Comment author: ChristianKl 09 September 2013 11:28:17PM 0 points [-]

I was going to find out what's out there, and start with the ones that seem the most likely to work and don't conflict with each other or add up to be too costly (for example, you can only do so many time-consuming things concurrently).

In this case I think it makes sense to try some simple methods even if they don't have peer reviewed research behind them.

http://curetogether.com/conditions lists for most conditions the treatments that patients found useful.

Comment author: mare-of-night 09 September 2013 11:56:26PM 0 points [-]

I was also thinking this - stuff like changing diet is pretty easy to try out.

Comment author: Izeinwinter 11 September 2013 01:11:54PM 0 points [-]

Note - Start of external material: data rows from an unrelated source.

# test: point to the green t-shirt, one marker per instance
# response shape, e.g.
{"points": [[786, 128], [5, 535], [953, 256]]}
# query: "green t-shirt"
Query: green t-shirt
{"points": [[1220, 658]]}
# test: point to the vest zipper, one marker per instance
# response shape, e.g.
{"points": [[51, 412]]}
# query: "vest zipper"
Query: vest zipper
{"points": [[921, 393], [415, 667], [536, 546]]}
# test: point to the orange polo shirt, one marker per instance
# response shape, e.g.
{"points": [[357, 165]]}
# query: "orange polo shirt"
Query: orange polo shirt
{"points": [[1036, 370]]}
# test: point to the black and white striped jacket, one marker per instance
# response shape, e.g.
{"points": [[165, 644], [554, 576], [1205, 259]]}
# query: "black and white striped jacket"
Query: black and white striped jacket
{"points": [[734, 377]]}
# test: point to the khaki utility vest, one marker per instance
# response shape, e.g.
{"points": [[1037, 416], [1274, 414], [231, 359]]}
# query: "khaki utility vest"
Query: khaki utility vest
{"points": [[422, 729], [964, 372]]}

My personal readings on.. pretty much this exact subject .. is that there are a handful of effective drugs for specific - easily identifiable - problems and a larger number of drugs that mostly just calm you the heck down, and that misdiagnosis is a really major problem for both effective treatment and the development of treatments.

If you are bi-polar, then any doctor or shrink worth his salt is going to diagnose that correctly, and lithium will help. If you have a problem with a less clear cut set of symptoms? You are going to wind up with a diagnosis. Some diagnosis. Which may, or may not, be even remotely right, but now it is in your medical file, and all further symptoms are read through that filter. It is very rare that a diagnosis gets revised. This in turn makes developing treatments for mental issues a lot harder. When you are trying to develop a cure for a cancer or an infection, the group you test your drugs on will not in fact instead be suffering from fracking lupus. If you are testing a drug or other treatment for any given mental problem? Yhea, if you are really lucky, then half your test group has the actual problem you wish to treat.

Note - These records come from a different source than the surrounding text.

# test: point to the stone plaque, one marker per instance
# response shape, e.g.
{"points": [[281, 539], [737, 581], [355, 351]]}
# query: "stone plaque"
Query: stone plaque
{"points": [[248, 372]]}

Comment author: NancyLebovitz 12 September 2013 09:41:50AM 0 points [-]

You're probably somewhat overoptimistic about how good medical diagnosis is (look at the problems around Lyme disease), but it's plausible that the situation is much worse for psychological problems.

Comment author: mare-of-night 11 September 2013 08:58:37PM 0 points [-]

This is a really, really good point that I hadn't thought of. I remember hearing in an intro to psychology class that psychologists have a worse misdiagnosis rate (or rather, rate of diagnosis being changed later - not necessarily to the correct thing even then) than emergency rooms, but I hadn't thought of how that would affect research.